# Mexican Orange Dwarf Crayfish (CPO) is giving birth again



## igor.kanshyn (Jan 14, 2010)

Mexican Orange Dwarf Crayfish (CPO) is giving birth in my breeding box right now!

In fact, she is not delivering them and babies are not hatching. They have hatched about a week ago and were hanging on their mother. They are *landing *now 

As you might remember I had bunch of CPO babies. Unfortunately, they all died for now. I keep them in a good aquarium, but they might needed something I haven't given them.
The second time I miss 'landing' moment of babies and they all are gone.

The is a third attempt, I hope this time it will be better.

There are several baby crays that are on the ground now. The female is slowly swinging her abdomen to shake babies away ...


----------



## igor.kanshyn (Jan 14, 2010)

*Some photos.*

It's how that babies look like.
Hint: Black dots are eyes


----------



## Tropicana (Feb 15, 2009)

Neat!, Great shots too.


----------



## ShrimpieLove (Apr 26, 2010)

Wow that is amazing! The babies must be very cute when they are walking around!


----------



## igor.kanshyn (Jan 14, 2010)

ShrimpieLove said:


> Wow that is amazing! The babies must be very cute when they are walking around!


They look like 2-week shrimps with bigger chest.


----------



## igor.kanshyn (Jan 14, 2010)

*Guessing a good home for babies*

Almost all baby crays have landed today.

Having majority of previous bunch dead in that breeding box, I was looking for a new place to grow them today.

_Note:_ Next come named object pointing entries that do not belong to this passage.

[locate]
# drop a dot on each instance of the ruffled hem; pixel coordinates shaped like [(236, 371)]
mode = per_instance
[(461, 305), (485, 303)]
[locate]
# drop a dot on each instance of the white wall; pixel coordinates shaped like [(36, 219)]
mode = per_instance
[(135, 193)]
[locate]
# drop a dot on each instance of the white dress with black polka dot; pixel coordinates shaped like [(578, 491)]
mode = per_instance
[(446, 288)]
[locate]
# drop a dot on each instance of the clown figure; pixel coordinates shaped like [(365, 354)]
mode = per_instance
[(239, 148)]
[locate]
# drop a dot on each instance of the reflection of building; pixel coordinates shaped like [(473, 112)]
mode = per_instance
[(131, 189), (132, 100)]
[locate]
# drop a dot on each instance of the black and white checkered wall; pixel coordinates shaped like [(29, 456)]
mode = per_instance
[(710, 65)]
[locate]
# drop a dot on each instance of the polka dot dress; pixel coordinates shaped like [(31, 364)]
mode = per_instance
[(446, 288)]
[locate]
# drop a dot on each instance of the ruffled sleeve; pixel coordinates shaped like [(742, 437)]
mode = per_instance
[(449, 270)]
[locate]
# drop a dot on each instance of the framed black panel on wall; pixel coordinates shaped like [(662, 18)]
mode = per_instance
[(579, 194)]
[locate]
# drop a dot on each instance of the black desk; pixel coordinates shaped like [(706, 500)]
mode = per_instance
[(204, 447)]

I decided to try different places.
So, I put them into *6 different tank*s, *left some in the breeding box* and put some into a *plastic box with no filter*, but good aquarium water.
Baby crayfish are located in tanks with ordinary water, soft and hard water.

The only problem with that is that I will not see dead bodies, crays are so small now. They will be alive or just disappear.
Let's wish them luck


----------



## Greg_o (Mar 4, 2010)

Good luck Igor, and those are some crazy pictures you got!


----------



## igor.kanshyn (Jan 14, 2010)

Thank you.

I keep 10 of them in a plastic box with some rocks on the bottom. So far so good, they all are alive.


----------



## Ciddian (Mar 15, 2006)

Good luck! I miss having baby crays.. I had a batch of electric blues soo soo long ago.


----------



## igor.kanshyn (Jan 14, 2010)

Yeah, babies are more fragile than adults by far


----------



## mrobson (Mar 5, 2011)

cool little guys just make sure you have lots of hiding places as i hear the little guys will eat each other when they molt.


----------



## igor.kanshyn (Jan 14, 2010)

mrobson said:


> cool little guys just make sure you have lots of hiding places as i hear the little guys will eat each other when they molt.


I haven't seen them really attacking each other. Usually when they meet, they both jump out (got scared, as I see) simultaneously. 
I try to feed them carefully.


----------



## novice (Mar 14, 2006)

Igor, I understand some breeders use plastic drinking straws cut up into halves/qtrs as hiding places - dont know how they weigh them down - 

Nice shot of the babies.


----------